Published under: statistical analysis, data analysis, crosstabulation, games

Wordle is a very popular word game that has recently been purchased by the New York Times. Every morning, a new game is posted at https://www.nytimes.com/games/wordle/index.html. The goal of the game is to guess that day’s 5-letter word in no more than 6 tries. The instructions posted at that site give you a good idea of how it works:

There have been a number of mathematical analyses of the game. One of the most interesting articles describes a large computer simulation used to determine which starting words are best if you want to solve the puzzle as fast as possible or you want to be sure to guess the correct word within 6 tries (https://www.inverse.com/culture/wordle-top-3-start-words). Other studies look at the frequency of letters in English words containing exactly 5 letters.

Frequency Distribution of Letters

It turns out that you can download the words used in Wordle. There are 12,972 5-letter English words that are considered to be valid guesses, although only 2,315 of those are used by Wordle as possible answers. So as not to spoil the fun, I decided to do an analysis of the larger set of possible guesses. So I downloaded the words and put them in a file with 12,972 rows and 5 columns. Each of the 5 columns contained a single letter corresponding to the letter in that position of the word.

The first graph I decided to do shows the percentage of time that each letter appears in the total 64,860 positions across all 12,972 words:

The most frequently occurring letters are S, E and A in that order. This is a little surprising since according to published studies of the occurrence of letters in the Oxford English Dictionary, the most commonly occurring letters are E, A and R (https://www3.nd.edu/~busiforc/handouts/cryptography/letterfrequencies.html). In that analysis, the letter S ranks eighth with only about half the frequency of the letter E. Also, the standard order of letters used by typesetters is ETAOINSHRDLU. It’s seems that the distribution of letters in 5-letter words is different than in all English words. I'm guessing one major difference occurs because the list of all 5-letter words contains plural forms as well as singular forms. In my experience, however, Wordle doesn't tend to use plural forms.
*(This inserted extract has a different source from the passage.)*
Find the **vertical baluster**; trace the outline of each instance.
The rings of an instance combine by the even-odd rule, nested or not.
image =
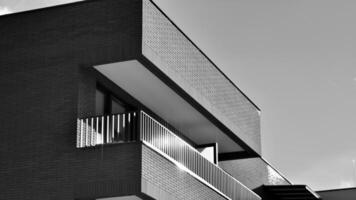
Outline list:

Letter Distribution by Position

I then decided to look at the distribution of letters at each position. Performing a crosstabulation of letter by position generated the following graph:

The letter S is the most frequent letter to begin or end a word (by a large margin, with all those plural forms). A, E and I are much more frequent than S in positions 2, 3 and 4. The letter O is also an especially good choice for position 2. The letter Y occurs fairly often at the end of the word and occasionally at position 2.

Note: I did a little more digging. The letter S is found at position 5 in 30.5% of the words in the 5-letter word list that Wordle accepts as valid guesses, but only 1.6% of the words it uses for answers. So I've stopped using plural forms for my guesses.

Conclusion

Analyzing the distribution of letters used by Wordle is a fun mathematical exercise. But you shouldn’t let it spoil your fun playing the game. I still choose my first guess by whatever 5-letter word I think of first.

Instructions

If you'd like to analyze the data yourself, download this zip file. It contains 2 Statgraphics data files: one with all the words Wordle accepts as guesses and the second the words it uses for answers. Then download and install Statgraphics 19.4. Start Statgraphics and load either data file. Choose Describe - Categorical Data - Two Factors - Crosstabulation. Tell it you have multiple data columns and fill out the data input dialog box as shown below:

You'll get the tables and graphs that I've shown here.